Dell's net income was $182m and the adjusted EBITDA was $2.6bn. “Customers need essential technology now more than ever to put business continuity, remote working and learning plans into practice,” said Jeff Clarke, vice chairman and chief operating officer at Dell Technologies.
“In Q1, we saw orders with banking and financial services, government, healthcare and life sciences customers up 15 to 20% – all to meet immediate needs of their customers, communities and patients. As the world pivots from response to recovery, we’ll continue to put our broad capabilities to work to deliver differentiated results for our customers and our company,” said Clarke.
Recurring revenue, which includes deferred revenue amortisation, utility and as-a-service delivered as part of Dell Technologies on Demand, is now around $6bn a quarter, up 16% year-over-year.

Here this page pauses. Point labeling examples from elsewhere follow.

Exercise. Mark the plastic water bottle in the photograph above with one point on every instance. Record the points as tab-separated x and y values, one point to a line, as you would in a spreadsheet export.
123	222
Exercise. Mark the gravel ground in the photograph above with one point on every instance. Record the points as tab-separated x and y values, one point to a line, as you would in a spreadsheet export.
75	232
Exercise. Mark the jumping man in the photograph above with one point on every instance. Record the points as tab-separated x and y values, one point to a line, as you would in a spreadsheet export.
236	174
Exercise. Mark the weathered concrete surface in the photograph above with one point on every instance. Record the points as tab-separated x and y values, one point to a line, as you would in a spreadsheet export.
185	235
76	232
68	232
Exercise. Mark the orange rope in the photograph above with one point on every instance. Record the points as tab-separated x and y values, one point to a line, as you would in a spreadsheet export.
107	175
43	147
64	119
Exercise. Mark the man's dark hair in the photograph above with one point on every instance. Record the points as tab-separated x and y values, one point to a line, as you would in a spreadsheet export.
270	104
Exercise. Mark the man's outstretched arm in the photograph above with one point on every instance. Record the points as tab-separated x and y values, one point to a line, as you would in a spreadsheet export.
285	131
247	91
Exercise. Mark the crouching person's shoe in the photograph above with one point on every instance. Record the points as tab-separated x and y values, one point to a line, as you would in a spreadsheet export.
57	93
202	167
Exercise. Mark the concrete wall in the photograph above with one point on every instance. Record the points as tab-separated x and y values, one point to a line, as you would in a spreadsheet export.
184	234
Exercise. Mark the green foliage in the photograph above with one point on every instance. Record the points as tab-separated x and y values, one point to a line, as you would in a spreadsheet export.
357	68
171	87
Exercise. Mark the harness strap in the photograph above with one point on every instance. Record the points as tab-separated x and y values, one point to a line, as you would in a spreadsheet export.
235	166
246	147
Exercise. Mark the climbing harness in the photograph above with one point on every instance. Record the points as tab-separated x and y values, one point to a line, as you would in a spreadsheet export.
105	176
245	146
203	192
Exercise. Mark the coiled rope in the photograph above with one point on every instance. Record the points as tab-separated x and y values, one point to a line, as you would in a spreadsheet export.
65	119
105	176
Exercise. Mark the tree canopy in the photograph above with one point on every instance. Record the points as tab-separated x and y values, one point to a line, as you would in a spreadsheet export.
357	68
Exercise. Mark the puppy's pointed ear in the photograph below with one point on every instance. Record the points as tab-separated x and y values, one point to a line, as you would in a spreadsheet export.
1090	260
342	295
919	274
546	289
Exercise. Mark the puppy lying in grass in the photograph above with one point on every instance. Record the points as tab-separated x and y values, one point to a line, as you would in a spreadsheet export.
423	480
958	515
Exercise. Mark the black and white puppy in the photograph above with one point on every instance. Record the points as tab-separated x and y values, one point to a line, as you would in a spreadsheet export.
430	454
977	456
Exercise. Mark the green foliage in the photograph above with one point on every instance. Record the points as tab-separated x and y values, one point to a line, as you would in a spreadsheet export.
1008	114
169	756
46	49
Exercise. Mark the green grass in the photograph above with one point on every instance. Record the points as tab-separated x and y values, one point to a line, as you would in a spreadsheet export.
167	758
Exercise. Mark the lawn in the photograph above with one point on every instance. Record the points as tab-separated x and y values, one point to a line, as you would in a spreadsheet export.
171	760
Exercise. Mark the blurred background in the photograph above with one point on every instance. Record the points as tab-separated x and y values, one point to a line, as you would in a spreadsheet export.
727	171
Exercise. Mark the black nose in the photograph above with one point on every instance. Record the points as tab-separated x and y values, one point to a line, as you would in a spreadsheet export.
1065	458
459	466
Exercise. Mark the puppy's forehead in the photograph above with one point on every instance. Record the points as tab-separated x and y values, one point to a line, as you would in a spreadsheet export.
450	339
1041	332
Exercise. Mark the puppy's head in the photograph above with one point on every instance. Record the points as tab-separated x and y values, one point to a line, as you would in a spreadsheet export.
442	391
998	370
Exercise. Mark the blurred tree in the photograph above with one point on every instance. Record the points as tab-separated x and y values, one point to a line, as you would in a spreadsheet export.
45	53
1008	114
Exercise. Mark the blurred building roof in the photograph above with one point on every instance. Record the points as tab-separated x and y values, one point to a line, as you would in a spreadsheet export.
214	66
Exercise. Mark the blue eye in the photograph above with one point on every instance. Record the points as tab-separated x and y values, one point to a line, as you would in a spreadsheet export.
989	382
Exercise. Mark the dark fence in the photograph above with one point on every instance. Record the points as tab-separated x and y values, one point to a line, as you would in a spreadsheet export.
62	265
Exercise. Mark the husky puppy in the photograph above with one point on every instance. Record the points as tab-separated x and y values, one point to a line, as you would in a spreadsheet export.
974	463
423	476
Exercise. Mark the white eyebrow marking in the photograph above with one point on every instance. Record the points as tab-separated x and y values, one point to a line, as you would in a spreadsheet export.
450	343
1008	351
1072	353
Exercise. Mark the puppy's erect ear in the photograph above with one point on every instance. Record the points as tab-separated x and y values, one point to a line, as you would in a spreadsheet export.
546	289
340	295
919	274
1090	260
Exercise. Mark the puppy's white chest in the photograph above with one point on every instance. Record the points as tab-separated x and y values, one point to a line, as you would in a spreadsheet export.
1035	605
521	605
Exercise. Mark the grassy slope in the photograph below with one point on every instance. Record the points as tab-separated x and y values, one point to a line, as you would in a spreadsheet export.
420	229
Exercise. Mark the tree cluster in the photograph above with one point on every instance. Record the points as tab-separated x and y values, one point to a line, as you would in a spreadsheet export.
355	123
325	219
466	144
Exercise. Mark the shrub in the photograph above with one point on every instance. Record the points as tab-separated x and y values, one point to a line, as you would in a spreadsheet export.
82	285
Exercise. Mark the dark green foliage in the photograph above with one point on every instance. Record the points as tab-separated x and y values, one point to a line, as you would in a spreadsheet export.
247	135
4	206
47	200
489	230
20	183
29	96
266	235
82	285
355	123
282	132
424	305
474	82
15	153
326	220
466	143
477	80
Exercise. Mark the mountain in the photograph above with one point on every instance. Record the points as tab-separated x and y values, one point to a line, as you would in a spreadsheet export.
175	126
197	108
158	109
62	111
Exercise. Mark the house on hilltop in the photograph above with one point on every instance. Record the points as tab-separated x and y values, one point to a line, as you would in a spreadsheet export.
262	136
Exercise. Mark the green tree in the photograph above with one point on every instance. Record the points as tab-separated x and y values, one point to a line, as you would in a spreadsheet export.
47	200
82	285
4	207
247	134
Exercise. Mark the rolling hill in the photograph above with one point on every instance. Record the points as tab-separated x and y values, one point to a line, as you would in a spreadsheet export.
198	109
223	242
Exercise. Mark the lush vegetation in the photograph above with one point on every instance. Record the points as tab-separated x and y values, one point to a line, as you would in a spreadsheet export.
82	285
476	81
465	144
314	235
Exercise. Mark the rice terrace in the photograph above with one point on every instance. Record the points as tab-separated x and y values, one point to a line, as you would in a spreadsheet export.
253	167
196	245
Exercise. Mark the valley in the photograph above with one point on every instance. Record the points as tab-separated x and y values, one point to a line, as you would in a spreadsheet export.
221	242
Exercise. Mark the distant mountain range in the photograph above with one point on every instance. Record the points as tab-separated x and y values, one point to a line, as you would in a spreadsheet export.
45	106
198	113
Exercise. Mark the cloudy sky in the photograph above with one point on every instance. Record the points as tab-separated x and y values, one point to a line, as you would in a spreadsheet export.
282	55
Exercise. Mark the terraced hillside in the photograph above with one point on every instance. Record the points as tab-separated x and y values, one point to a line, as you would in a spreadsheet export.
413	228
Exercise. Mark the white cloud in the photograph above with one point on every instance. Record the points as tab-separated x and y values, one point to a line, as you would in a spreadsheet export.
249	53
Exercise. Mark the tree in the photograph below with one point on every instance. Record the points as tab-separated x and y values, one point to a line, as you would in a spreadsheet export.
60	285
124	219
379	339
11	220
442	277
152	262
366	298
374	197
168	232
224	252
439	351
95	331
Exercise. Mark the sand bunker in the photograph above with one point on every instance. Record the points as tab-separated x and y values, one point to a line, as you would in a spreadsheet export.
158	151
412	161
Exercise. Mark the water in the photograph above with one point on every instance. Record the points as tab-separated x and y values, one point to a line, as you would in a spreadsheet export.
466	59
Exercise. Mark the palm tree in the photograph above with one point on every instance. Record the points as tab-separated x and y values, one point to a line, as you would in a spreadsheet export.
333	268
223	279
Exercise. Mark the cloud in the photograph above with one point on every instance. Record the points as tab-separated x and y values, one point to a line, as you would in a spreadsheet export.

Client Solutions Group [PCs] revenue for the first quarter was $11.1bn, up 2% annually. Operating income was $592m. Infrastructure Solutions Group [servers and storage ] revenue for the first quarter was $7.6bn, an 8% decrease year-over-year, with “customers directing more spend towards remote work and business continuity solutions”, said Dell. Operating income in the segment was $732m.
The VMware subsidiary revenue was $2.8bn - up 12%, with an operating income of $773m.